22.   The CYJAA also deleted language in D.C. Code § 16–2310 (a) that had authorized pre-disposition detention of juveniles who were alleged to be “in need of supervision,” but, to date, that amendment appears not be effective. D.C. Law 21–238 § 701 (a).

23.   D.C. Law 16–308 § 2, 54 D.C. Reg. 942 (effective May 5, 2007).

24.   See Enhanced Crime Prevention and Abatement Emergency Amendment Act of 2006, D.C. Act 16–446, 53 D.C. Reg. 6477 (effective July 21, 2006, exp. Oct. 19, 2006). The presumption in favor of detention under this emergency legislation effectively adopted for juveniles the presumption in favor of detention for adults under D.C. Code §§ 23–1322 (c)(1), (3)–(7). See 53 D.C. Reg. 6477 § 302 (effective Jul. 21, 2006, exp. Oct. 19, 2006).

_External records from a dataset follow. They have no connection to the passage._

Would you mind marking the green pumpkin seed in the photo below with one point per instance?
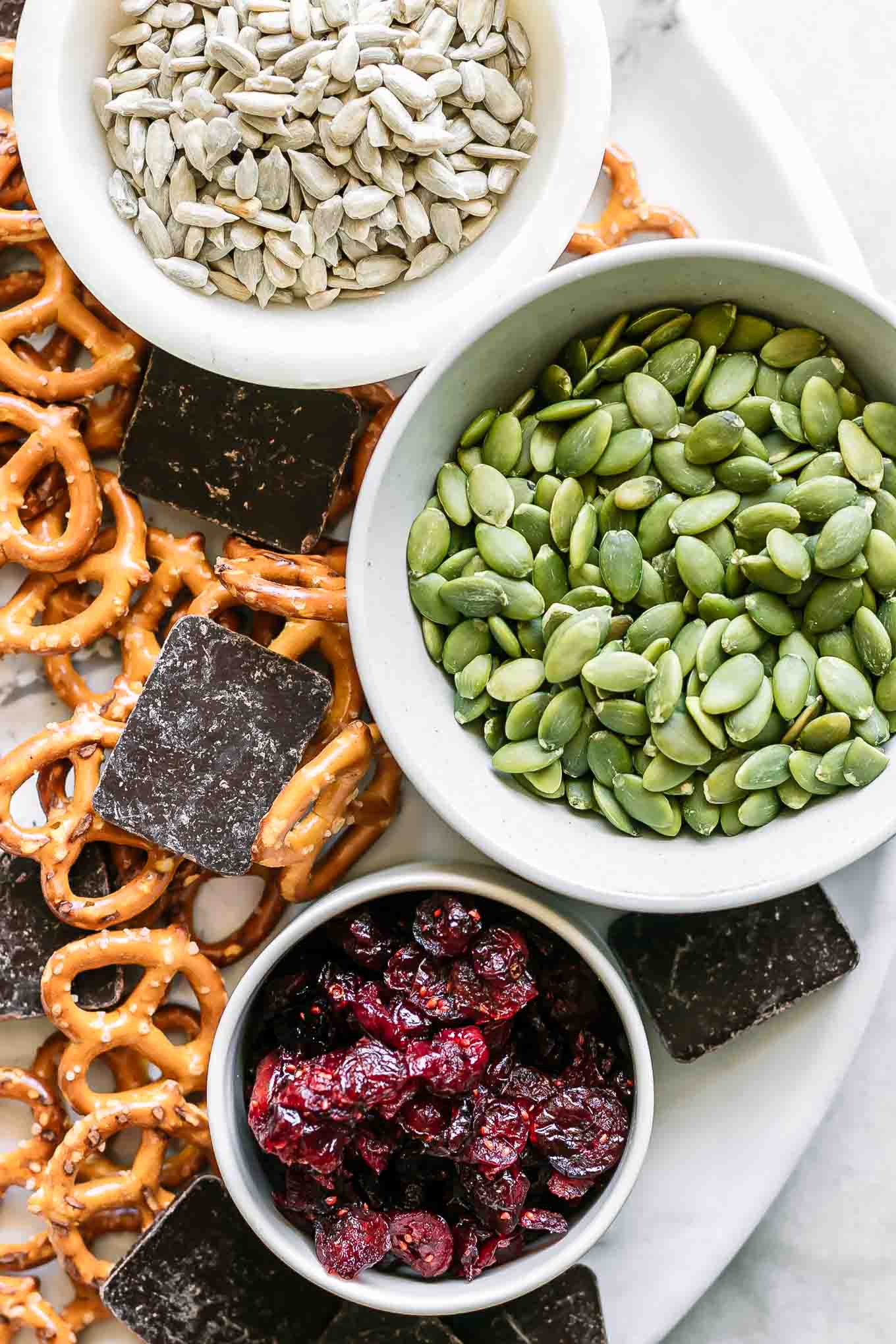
(831, 769)
(618, 673)
(880, 425)
(652, 810)
(760, 808)
(470, 682)
(714, 437)
(733, 686)
(477, 429)
(864, 764)
(862, 456)
(699, 567)
(714, 324)
(793, 347)
(730, 382)
(880, 553)
(428, 542)
(611, 811)
(765, 769)
(748, 332)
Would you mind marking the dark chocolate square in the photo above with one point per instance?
(200, 1275)
(30, 933)
(10, 16)
(264, 461)
(704, 979)
(222, 725)
(566, 1311)
(360, 1326)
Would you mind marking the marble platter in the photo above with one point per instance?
(710, 139)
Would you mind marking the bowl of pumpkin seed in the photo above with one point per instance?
(624, 578)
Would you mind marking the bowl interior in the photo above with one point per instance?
(61, 50)
(239, 1155)
(411, 698)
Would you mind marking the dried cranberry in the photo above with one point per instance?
(543, 1221)
(497, 1198)
(443, 926)
(424, 1241)
(351, 1241)
(402, 968)
(500, 1133)
(363, 939)
(500, 955)
(582, 1131)
(453, 1062)
(395, 1023)
(569, 1187)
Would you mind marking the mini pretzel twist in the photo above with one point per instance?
(164, 953)
(116, 356)
(119, 572)
(53, 437)
(181, 565)
(627, 211)
(69, 1204)
(358, 828)
(22, 1308)
(22, 1165)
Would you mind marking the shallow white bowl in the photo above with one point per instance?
(63, 46)
(405, 1293)
(490, 364)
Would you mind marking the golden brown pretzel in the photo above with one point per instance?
(23, 1164)
(119, 572)
(53, 439)
(627, 211)
(179, 565)
(164, 953)
(22, 1308)
(67, 1204)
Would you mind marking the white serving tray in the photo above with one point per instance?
(730, 1128)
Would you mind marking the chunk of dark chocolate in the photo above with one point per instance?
(264, 461)
(10, 16)
(30, 933)
(566, 1311)
(222, 725)
(704, 979)
(359, 1326)
(200, 1275)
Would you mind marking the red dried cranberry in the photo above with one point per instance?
(543, 1221)
(351, 1241)
(567, 1187)
(500, 955)
(453, 1062)
(497, 1198)
(500, 1133)
(424, 1241)
(395, 1023)
(402, 968)
(443, 925)
(582, 1131)
(363, 939)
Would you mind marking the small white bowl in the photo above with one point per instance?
(239, 1158)
(63, 46)
(491, 363)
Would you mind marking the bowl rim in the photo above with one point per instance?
(362, 613)
(223, 338)
(394, 1293)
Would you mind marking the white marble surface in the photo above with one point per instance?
(818, 1270)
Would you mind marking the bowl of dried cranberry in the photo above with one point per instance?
(432, 1093)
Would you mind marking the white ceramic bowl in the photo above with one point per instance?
(491, 363)
(238, 1155)
(63, 45)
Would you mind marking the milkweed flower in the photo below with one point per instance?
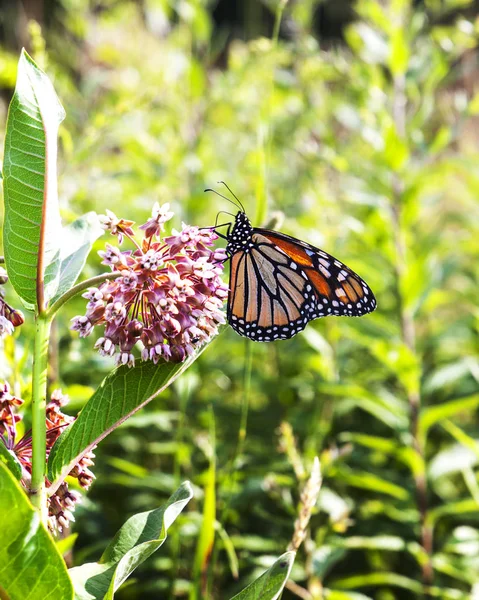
(61, 504)
(9, 317)
(167, 298)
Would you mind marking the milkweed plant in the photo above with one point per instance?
(158, 303)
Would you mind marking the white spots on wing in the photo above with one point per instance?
(324, 271)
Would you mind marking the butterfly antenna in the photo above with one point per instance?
(233, 194)
(224, 197)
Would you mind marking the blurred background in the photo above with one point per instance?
(353, 126)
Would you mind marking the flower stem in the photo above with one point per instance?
(408, 335)
(39, 392)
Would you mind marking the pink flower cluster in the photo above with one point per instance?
(62, 503)
(167, 297)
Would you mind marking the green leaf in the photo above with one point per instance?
(369, 481)
(324, 559)
(136, 541)
(9, 459)
(30, 565)
(119, 396)
(434, 414)
(77, 240)
(270, 585)
(32, 219)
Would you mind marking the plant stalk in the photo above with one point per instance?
(408, 332)
(39, 392)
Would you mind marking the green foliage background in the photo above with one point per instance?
(366, 148)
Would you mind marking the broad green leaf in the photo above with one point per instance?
(431, 415)
(395, 580)
(77, 240)
(30, 565)
(462, 507)
(136, 541)
(461, 436)
(450, 460)
(9, 459)
(270, 585)
(337, 595)
(32, 220)
(120, 395)
(370, 481)
(324, 559)
(374, 579)
(408, 456)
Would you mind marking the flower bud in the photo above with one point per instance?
(135, 328)
(16, 318)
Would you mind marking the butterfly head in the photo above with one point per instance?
(240, 238)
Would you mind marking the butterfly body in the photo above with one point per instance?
(278, 284)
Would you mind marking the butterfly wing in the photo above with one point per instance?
(280, 284)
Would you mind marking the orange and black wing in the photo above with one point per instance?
(280, 284)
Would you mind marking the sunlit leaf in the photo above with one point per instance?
(270, 585)
(136, 541)
(77, 240)
(30, 564)
(120, 395)
(32, 228)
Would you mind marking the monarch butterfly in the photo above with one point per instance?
(278, 283)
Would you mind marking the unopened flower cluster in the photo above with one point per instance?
(167, 296)
(62, 503)
(9, 317)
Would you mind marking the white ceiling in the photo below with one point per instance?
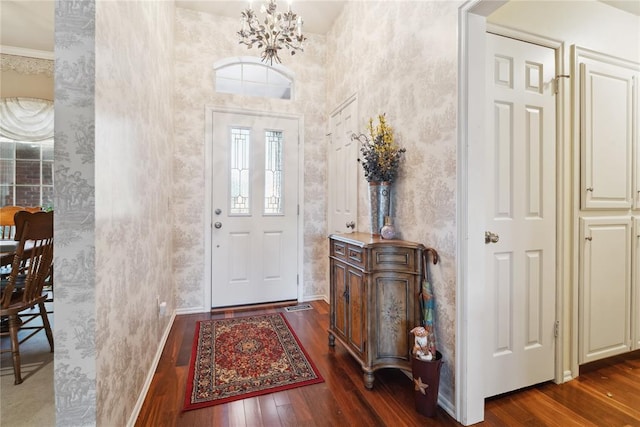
(38, 17)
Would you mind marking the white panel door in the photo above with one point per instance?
(606, 135)
(635, 284)
(343, 169)
(605, 287)
(255, 209)
(521, 215)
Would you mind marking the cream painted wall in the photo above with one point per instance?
(595, 26)
(590, 24)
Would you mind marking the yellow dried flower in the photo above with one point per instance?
(380, 153)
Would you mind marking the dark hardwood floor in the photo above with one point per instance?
(607, 393)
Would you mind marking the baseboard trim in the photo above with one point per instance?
(152, 370)
(568, 376)
(316, 298)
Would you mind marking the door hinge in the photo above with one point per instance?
(556, 82)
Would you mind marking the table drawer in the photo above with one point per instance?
(394, 258)
(350, 254)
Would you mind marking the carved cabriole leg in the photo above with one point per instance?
(368, 379)
(14, 325)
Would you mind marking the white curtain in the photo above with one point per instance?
(26, 119)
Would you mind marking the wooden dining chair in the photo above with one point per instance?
(22, 288)
(7, 223)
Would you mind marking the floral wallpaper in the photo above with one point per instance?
(113, 236)
(134, 139)
(411, 75)
(201, 40)
(74, 220)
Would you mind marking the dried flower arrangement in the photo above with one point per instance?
(380, 153)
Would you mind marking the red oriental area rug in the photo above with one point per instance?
(238, 358)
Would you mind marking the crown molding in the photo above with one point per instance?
(26, 65)
(30, 53)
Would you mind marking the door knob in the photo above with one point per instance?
(490, 237)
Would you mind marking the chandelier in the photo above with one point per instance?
(278, 30)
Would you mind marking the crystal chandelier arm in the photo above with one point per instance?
(279, 30)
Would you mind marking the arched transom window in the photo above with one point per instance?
(249, 76)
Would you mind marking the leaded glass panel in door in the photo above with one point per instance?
(273, 177)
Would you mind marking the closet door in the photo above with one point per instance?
(606, 135)
(605, 287)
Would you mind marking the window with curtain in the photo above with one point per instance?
(26, 152)
(26, 173)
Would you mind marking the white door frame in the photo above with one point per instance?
(208, 199)
(471, 288)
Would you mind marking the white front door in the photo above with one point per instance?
(254, 218)
(343, 169)
(521, 214)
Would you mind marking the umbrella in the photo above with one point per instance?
(427, 301)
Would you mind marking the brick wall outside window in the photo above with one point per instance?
(26, 173)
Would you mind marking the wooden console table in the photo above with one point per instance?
(374, 286)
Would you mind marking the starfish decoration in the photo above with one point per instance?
(420, 385)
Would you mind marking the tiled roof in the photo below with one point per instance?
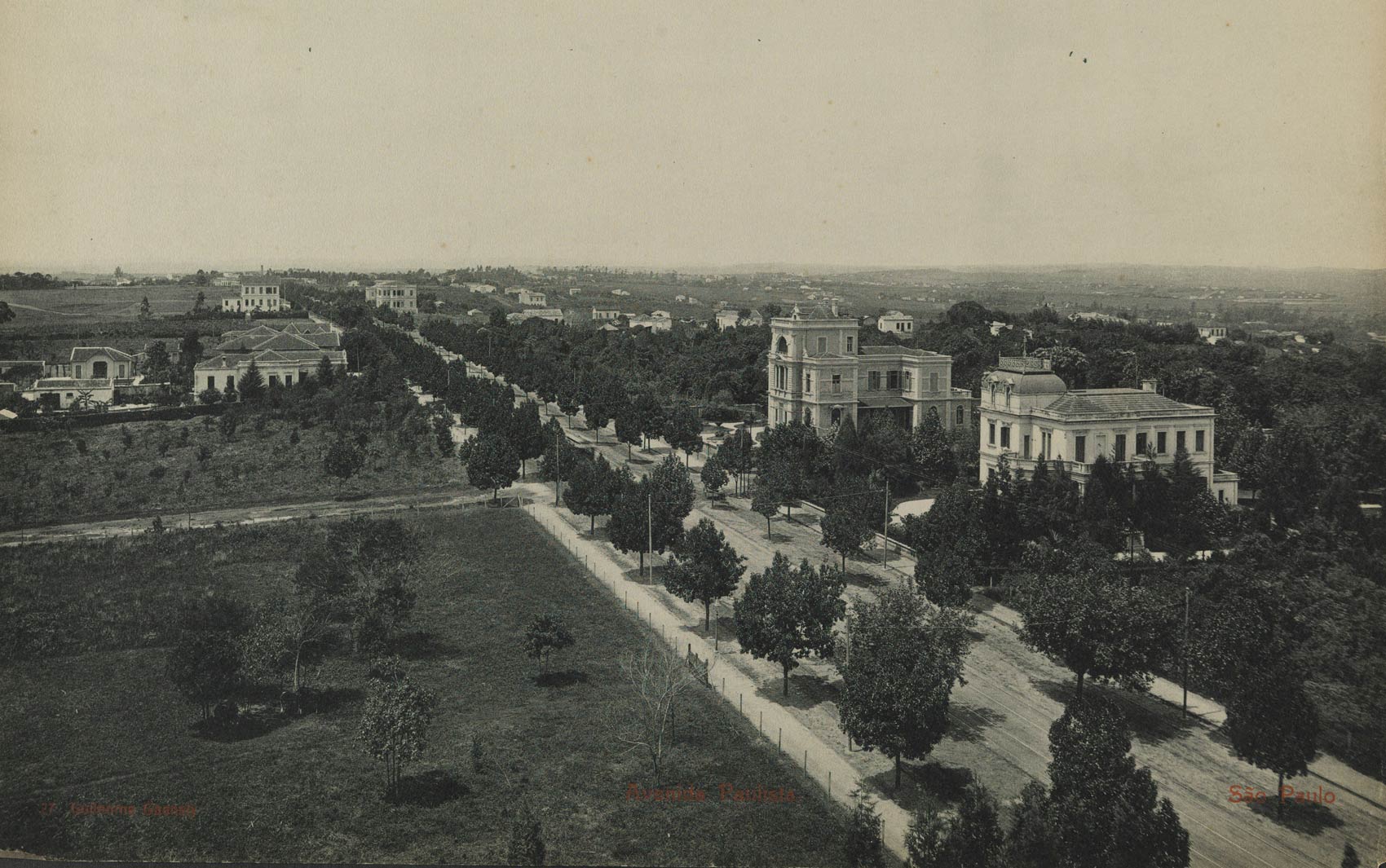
(821, 312)
(82, 354)
(263, 337)
(271, 357)
(71, 383)
(1118, 401)
(886, 350)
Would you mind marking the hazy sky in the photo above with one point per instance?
(231, 134)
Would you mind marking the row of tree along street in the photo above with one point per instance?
(1300, 563)
(1289, 573)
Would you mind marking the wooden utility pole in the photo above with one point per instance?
(558, 466)
(1184, 654)
(885, 530)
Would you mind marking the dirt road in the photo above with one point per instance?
(1002, 717)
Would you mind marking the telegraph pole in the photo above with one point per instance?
(1184, 654)
(558, 466)
(885, 530)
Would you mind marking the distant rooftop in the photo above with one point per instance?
(887, 350)
(1118, 401)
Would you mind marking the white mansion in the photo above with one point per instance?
(821, 375)
(1029, 415)
(283, 355)
(257, 294)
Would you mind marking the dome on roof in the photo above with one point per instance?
(1029, 383)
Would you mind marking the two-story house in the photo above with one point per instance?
(1030, 415)
(89, 377)
(821, 375)
(257, 294)
(399, 297)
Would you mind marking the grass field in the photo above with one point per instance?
(106, 729)
(47, 478)
(93, 306)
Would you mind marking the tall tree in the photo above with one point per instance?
(251, 385)
(628, 429)
(704, 569)
(863, 844)
(788, 613)
(900, 670)
(713, 478)
(683, 430)
(968, 839)
(1273, 723)
(933, 450)
(766, 498)
(588, 488)
(951, 547)
(1102, 810)
(849, 524)
(1083, 613)
(394, 723)
(526, 846)
(157, 365)
(526, 433)
(492, 464)
(649, 415)
(546, 634)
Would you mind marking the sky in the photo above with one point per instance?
(166, 134)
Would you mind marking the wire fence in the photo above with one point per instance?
(775, 724)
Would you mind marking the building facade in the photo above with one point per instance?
(821, 375)
(257, 294)
(89, 379)
(894, 322)
(554, 315)
(395, 296)
(281, 355)
(1030, 415)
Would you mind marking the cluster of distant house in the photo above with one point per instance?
(100, 377)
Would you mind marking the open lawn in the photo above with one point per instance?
(51, 478)
(106, 729)
(96, 306)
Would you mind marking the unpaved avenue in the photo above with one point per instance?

25.   See D.C. Council Comm. on the Judiciary, Report on Bill 16–895 at 2 (Nov. 20, 2006) (observing that creation of a rebuttable presumption of detention for certain offenses “express[es] a policy statement by the Council that certain criminal activity is extremely dangerous ․ and will not be condoned,” nevertheless acknowledging “the focus of juvenile court is rehabilitation,” and—for that reason and in contrast to the rebuttable presumption of detention for adults and the emergency legislation passed earlier in the year—limiting the rebuttable presumption of detention for juveniles to “crimes involving firearms”).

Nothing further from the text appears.